After several more days exploring around Hekla and Torfajokull we head inland, leaving the green coastal mountains and climbing onto the high arid plateau of central Iceland. Our route takes us across a vast stretch of wind-scoured lava and shifting ash between two of Iceland's largest icecaps, Hofsjokul and Vatnajokull. After eight jolting hours we arrive at Lake Myvatn, in the Krafla volcanic region of northeastern Iceland. The lake, with its convoluted shoreline and countless small islands is lined by dozens of "pseudocraters." Resembling miniature volcanoes from 20 to 50 feet high, they were formed by steam blasts where molten lava flowed over swamps or pockets of groundwater.

The Krafla Volcanic System is an actively spreading fissure swarm where repeated eruptions have produced a variety of, central volcanoes, crater rows, and hundreds of square kilometres of lava flows. We start our exploration with a climb to the rim of Hverfjall, a classic tephra ring with a deep, kilometre-wide central crater. Built by a short but powerful eruption 2,800 years ago it marked the beginning of a volcanic episode known as the "Krafla Fires." Since then crustal dilation of many metres has been accompanied by nine surface eruptions, most recently in 1984. The clinkery black surface of that flow is still steaming and we pause to examine crusts of bright yellow sulphur being deposited around gas vents in the lava.

Fascinating as they are, there is much more to Iceland than volcanoes, ice caps, and waterfalls. The country has a rich cultural heritage that is reflected in many aspects of its modern society. From the towering modernistic spire of the Hallgrimsskirkja Cathedral in Reykjavik to the hundreds of tiny wooden-steepled structures scattered among the villages and farms a church of some sort is central to each community. Today the country is predominantly Lutheran, but it didn't start that way. The original Norse settlers brought their own Gods; Odin, Thor, and the rest of the pagan folks. Other European settlers were devout Roman Catholics and by the year 1000 religious tensions threatened national unity.

To everyone's credit the conflict was resolved by agreeing that "Porger the Lawspeaker," one of the senior Norse chieftains, should decide whether the country would follow Christ or Odin into the future. After a night of deliberation he pronounced, mainly on economic grounds, that the country would henceforth be Christian and in a gesture of goodwill threw his own pagan idols into a large waterfall known today as "Godafoss" (waterfall of the Gods).

Although Porger's idols were swept away in "Godafoss," many of the old traditions lingered on and creatures such as trolls and "hidden people" persist in the cultural fabric and folklore of modern Iceland. No Icelander readily admits to believing in trolls but the "hidden people" are a different matter. They are said to live among the rocks and in the fields and to communicate in subtle ways with their visible relatives.
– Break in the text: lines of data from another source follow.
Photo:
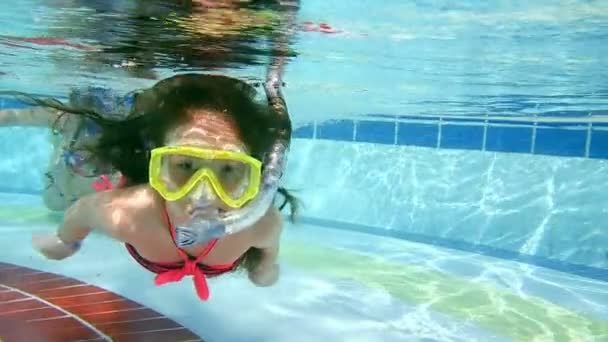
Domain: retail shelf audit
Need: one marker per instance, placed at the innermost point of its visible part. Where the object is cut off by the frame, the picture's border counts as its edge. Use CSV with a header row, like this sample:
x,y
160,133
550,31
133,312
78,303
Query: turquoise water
x,y
420,58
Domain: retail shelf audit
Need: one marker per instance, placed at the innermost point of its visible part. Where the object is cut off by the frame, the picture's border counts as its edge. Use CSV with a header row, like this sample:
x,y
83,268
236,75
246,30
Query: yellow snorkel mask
x,y
175,171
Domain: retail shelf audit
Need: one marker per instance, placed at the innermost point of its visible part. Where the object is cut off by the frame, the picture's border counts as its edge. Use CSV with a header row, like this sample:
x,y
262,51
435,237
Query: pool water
x,y
447,240
341,285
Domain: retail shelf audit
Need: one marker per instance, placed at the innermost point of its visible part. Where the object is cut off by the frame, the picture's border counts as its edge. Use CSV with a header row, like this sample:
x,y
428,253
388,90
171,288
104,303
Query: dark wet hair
x,y
125,143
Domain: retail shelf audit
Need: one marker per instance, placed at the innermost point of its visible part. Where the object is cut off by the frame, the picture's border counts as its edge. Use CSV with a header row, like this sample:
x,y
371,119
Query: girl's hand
x,y
265,276
52,247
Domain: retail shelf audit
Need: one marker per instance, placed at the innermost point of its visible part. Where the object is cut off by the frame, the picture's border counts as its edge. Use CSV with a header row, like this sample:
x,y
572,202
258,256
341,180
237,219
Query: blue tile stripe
x,y
555,264
565,137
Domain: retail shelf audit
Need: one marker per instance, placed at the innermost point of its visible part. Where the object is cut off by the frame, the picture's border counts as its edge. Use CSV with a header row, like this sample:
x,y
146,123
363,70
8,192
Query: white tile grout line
x,y
396,136
439,125
588,141
533,142
80,320
485,135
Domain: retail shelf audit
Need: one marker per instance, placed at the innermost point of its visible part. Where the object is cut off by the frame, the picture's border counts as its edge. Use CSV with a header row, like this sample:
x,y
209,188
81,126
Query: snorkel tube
x,y
202,228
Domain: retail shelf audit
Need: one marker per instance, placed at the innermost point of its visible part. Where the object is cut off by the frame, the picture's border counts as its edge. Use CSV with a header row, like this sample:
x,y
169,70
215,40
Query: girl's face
x,y
209,130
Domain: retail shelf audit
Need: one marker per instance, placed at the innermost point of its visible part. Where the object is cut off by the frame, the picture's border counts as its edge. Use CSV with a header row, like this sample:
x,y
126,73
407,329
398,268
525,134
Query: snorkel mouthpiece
x,y
199,229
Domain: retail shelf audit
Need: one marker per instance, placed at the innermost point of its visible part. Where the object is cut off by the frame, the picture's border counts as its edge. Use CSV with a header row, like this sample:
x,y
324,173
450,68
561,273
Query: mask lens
x,y
230,176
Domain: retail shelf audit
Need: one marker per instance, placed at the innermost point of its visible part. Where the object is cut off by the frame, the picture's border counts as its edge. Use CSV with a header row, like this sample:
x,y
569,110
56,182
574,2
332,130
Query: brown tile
x,y
173,335
68,302
64,329
14,275
138,326
4,266
119,316
20,304
121,305
12,330
125,320
28,314
10,295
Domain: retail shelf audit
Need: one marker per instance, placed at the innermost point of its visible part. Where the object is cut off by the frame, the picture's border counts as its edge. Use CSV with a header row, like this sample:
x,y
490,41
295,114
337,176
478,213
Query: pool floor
x,y
335,286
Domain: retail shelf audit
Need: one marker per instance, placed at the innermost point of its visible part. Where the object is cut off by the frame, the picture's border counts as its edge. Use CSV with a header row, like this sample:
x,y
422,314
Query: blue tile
x,y
8,102
336,130
511,122
447,119
417,134
560,142
462,137
509,139
579,125
306,132
599,144
380,132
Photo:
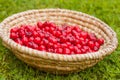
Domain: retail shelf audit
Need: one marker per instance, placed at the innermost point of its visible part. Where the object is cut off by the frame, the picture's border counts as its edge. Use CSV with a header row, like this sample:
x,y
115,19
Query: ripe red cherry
x,y
35,46
92,37
101,41
14,30
25,40
59,50
57,39
37,40
84,34
39,24
42,48
91,44
77,50
21,33
18,41
13,35
66,51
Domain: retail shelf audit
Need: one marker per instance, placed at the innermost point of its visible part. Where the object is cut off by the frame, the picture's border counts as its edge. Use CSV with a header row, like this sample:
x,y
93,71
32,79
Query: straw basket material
x,y
57,63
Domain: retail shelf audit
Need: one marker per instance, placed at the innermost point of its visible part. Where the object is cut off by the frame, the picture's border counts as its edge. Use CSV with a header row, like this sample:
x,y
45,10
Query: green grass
x,y
107,10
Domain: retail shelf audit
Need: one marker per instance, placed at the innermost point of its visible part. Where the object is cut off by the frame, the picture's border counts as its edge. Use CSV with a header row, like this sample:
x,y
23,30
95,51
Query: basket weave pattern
x,y
57,63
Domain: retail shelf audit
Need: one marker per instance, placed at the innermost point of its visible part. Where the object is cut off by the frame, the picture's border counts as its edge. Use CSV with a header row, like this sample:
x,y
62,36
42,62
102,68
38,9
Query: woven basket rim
x,y
48,55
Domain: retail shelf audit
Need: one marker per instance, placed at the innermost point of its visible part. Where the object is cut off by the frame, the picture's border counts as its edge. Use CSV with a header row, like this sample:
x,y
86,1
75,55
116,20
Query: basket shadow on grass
x,y
13,62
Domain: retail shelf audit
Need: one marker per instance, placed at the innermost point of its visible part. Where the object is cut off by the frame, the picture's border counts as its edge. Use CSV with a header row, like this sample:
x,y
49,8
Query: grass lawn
x,y
107,10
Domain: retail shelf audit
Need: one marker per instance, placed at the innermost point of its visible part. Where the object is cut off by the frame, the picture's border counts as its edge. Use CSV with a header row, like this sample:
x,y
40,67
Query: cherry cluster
x,y
56,39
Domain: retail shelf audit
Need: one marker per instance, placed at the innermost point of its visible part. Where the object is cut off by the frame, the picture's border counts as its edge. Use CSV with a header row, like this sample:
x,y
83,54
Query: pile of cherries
x,y
56,39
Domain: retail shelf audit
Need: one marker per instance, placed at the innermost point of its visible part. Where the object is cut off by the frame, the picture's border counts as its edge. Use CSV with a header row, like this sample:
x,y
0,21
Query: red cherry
x,y
91,44
35,34
42,48
14,30
66,51
25,40
39,24
59,50
31,39
18,41
37,40
35,46
71,48
84,34
77,29
77,50
46,28
101,41
52,40
92,37
13,35
50,50
21,33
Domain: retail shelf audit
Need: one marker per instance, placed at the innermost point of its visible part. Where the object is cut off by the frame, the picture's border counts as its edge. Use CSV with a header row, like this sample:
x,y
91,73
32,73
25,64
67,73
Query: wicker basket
x,y
57,63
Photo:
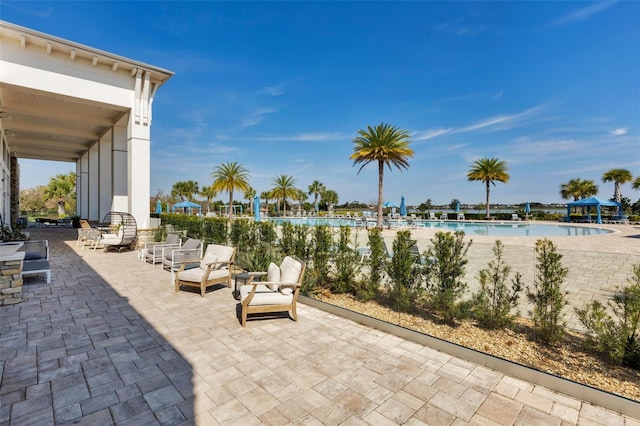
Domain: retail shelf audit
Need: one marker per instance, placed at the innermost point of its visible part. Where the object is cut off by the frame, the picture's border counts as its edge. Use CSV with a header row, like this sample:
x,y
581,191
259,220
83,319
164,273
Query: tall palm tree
x,y
316,188
619,177
283,188
577,189
230,176
208,193
571,189
301,197
61,189
386,145
489,170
According to Bryndis, herself a firm believer, roads have been re-routed and fields cordoned off to avoid offending the hidden folk living there.

None of us, not even Bryndis, had any problem with the hidden people. We found instead a friendly, well educated people with an intense pride in their heritage, a knowledge of their history and a willingness to tell us about their island. Everyone seemed prosperous, fit, and busy. Most surprising, in a country with such a long history, we saw no evidence of clutter or decay. From downtown Reckjavik to the most remote fishing village and farm the houses and buildings, no matter how old, are tidy and well kept. We saw a country with a high living standard and a higher literacy rate than any other nation. And it all came about on a barren, treeless volcanic island on the edge of the Arctic Circle. The Icelanders have every right to be proud.